In the context of our exercise, the concentration of \(\text{NH}_4^+\) and \(\text{NH}_3\) are equal. This simplifies the equation to: \(\text{pOH} = \text{pK}_b = 4.74\), which indicates a stable hydroxide ion concentration at equilibrium. The Henderson-Hasselbalch equation is especially useful as it allows for the prediction of buffer capacity and facilitates the design of solutions that resist \(\text{pH}\) changes.

Solubility Product

The solubility product ( \(\text{K}_{\text{sp}}\)) is a critical concept when dealing with the solubility of sparingly soluble compounds like \(\text{Fe(OH)}_3\). It represents the maximum product of ion concentrations that can exist in solution before precipitation occurs. For \(\text{Fe(OH)}_3\), we write the solubility product expression as: \[\text{K}_{\text{sp}} = [\text{Fe}^{3+}][\text{OH}^-]^3\]

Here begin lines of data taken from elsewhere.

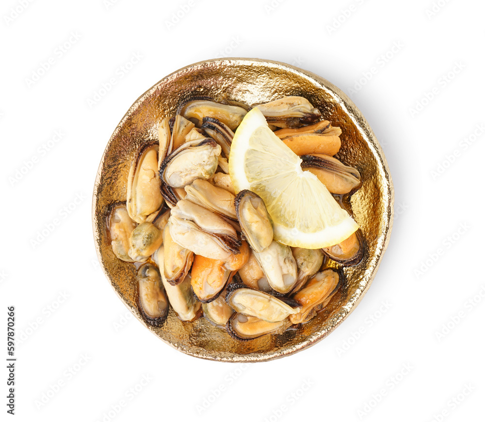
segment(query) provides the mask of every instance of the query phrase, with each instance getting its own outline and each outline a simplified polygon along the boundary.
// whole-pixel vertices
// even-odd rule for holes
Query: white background
[[[110,1],[0,7],[0,324],[15,305],[23,339],[14,417],[482,420],[483,2]],[[223,56],[293,64],[351,94],[395,190],[389,247],[355,312],[309,349],[248,366],[187,356],[124,319],[91,226],[100,159],[133,102]]]

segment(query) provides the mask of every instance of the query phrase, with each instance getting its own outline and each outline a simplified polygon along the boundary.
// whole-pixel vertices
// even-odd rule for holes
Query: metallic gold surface
[[[354,103],[328,81],[307,71],[257,59],[208,60],[164,78],[138,98],[116,127],[101,160],[93,200],[93,224],[98,258],[115,291],[146,326],[136,306],[136,269],[113,253],[106,227],[109,207],[126,200],[126,183],[138,146],[157,139],[158,123],[171,117],[181,101],[196,95],[231,99],[248,105],[284,95],[307,98],[333,126],[342,129],[337,157],[357,169],[362,187],[350,198],[365,251],[362,261],[344,270],[345,280],[323,311],[297,329],[247,342],[232,339],[205,318],[182,322],[170,309],[159,328],[147,326],[163,341],[188,355],[214,360],[262,361],[295,353],[317,343],[340,324],[369,289],[389,241],[394,193],[389,169],[375,136]],[[344,202],[348,202],[344,196]],[[334,264],[333,266],[339,266]]]

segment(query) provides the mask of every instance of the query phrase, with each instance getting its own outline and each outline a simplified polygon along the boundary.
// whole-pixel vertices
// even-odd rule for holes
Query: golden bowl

This exercise involves calculating the molar solubility of \(\text{Fe(OH)}_3\) in a buffer solution where the hydroxide ion concentration is affected by the buffering action. By knowing the \(\text{K}_{\text{sp}}\), and the concentration of \([\text{OH}^-]\) from the buffer, we can compute the molar solubility ( \(s\)) as required. The solubility product helps us understand how much \(\text{Fe(OH)}_3\) can dissolve under given conditions before the solution becomes saturated and precipitation begins.

Hydroxide Ion Concentration

Understanding hydroxide ion concentration ( \([\text{OH}^-]\)) is vital when studying the solubility of metal hydroxides like \(\text{Fe(OH)}_3\). In an aqueous system, \([\text{OH}^-]\) determines the basicity of the solution, which affects the solubility of various compounds. The concentration of hydroxide ions directly interacts with metal ions, impacting their ability to remain dissolved.

In buffered solutions, such as our system with \(\text{NH}_4\text{Cl}\) and \(\text{NH}_3\), the \([\text{OH}^-]\) concentration is intentionally kept at a predictable level. By calculating the \(\text{pOH}\), we derived \([\text{OH}^-] = 1.82 \times 10^{-5} \text{ M}\). Knowing this concentration allows us to utilize the solubility product to determine the conditions under which \(\text{Fe(OH)}_3\) will dissolve or precipitate. This concentration gives insight into the chemistry of solutions, tailoring conditions to achieve desired solubility outcomes.